Alzheimer’s disease is a progressive, degenerative disorder that attacks the brain’s nerve cells, or neurons, and causes loss of memory, changes in behavior, and deficits in language skills. There is no cure, and its cause and progression are poorly understood. Alzheimer’s disease is the most common cause of dementia, or loss of intellectual function, among people aged 65 and older. Early-onset Alzheimer’s is an uncommon form of dementia that strikes people younger than age 65. About five percent of people with Alzheimer’s disease have the early-onset form.
It is estimated that approximately 200,000 people in the United States have early-onset Alzheimer’s. Most victims are in their 40s and 50s when the disease strikes. This can be devastating because often, they are in their prime earning years and are still raising their families. Some are even caregivers themselves.
Most types of early-onset Alzheimer’s disease are the same, but there are a few small distinctions:
- Common Alzheimer’s disease. The majority of people with early-onset Alzheimer’s disease have the common form of the disease. It progress in the same way as it does in older people with Alzheimer’s disease.
- Genetic Alzheimer’s disease. This form is extremely rare. A few hundred people worldwide have genes that directly contribute to Alzheimer’s disease. When caused by deterministic genes, it is called “familial Alzheimer’s disease,” and many family members in multiple generations are affected.
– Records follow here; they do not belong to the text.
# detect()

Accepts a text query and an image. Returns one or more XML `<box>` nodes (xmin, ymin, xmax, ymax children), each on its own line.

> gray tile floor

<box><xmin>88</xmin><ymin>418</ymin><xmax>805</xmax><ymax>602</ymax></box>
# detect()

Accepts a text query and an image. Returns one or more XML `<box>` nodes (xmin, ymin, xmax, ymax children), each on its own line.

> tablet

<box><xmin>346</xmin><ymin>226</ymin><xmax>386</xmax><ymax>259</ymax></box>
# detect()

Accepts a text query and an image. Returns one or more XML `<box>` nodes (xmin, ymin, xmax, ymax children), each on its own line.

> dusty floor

Since health care providers generally don’t look for Alzheimer’s disease in younger people, getting an accurate diagnosis of early-onset Alzheimer’s can be a long and frustrating process. Symptoms may be attributed incorrectly to stress or there may be conflicting diagnoses from different health care professionals. People who have early onset Alzheimer’s may be in any stage of dementia – early stage, middle stage, or late stage — at the time of the diagnosis. The disease affects each person differently and symptoms vary.
The average time of survival after a diagnosis of early-onset Alzheimer’s varies but generally is 8 to 10 years. Many people with early-onset Alzheimer’s require institutionalization.
Social Security Administration POMS: DI 23022.385 — Early-Onset Alzheimer’s Disease
At present, the only way to definitely diagnose Alzheimer’s is through a brain autopsy. While a person is alive, physicians can make a correct diagnosis of Alzheimer’s about 90 percent of the time. The diagnosis of early-onset Alzheimer’s is based on the combination of clinical and family history; neurological, cognitive, or neuropsychological examination; and neuroimaging.
Early-onset Alzheimer’s is listed under the Social Security Administration’s (SSA) Compassionate Allowance Program, which was launched in 2008 to expedite certain disability claims. Applying for disability benefits under the Compassionate Allowance Program requires the same procedure every applicant must follow when applying for SSA disability benefits; however, you will be notified if your condition is being considered as a compassionate allowance.
To establish disability under the guidelines of the SSA, based on your diagnosis of early-onset Alzheimer’s, you will need the following:
- Clinical information documenting a progressive dementia. This is critical and required for disability evaluation of early-onset Alzheimer’s. Records from your treating primary physician, neurologist, or psychiatrist are preferable.
- An Activities of Daily Living Report or a similar report completed by relative or caregiver.
- Documentation of dementia by standardized testing such as the Clinical Dementia Rating (CDR), MMSE, or the equivalent. This is helpful but not required.
Your representative may be able to help expedite your disability claim if you have a diagnosis of early-onset Alzheimer’s disease.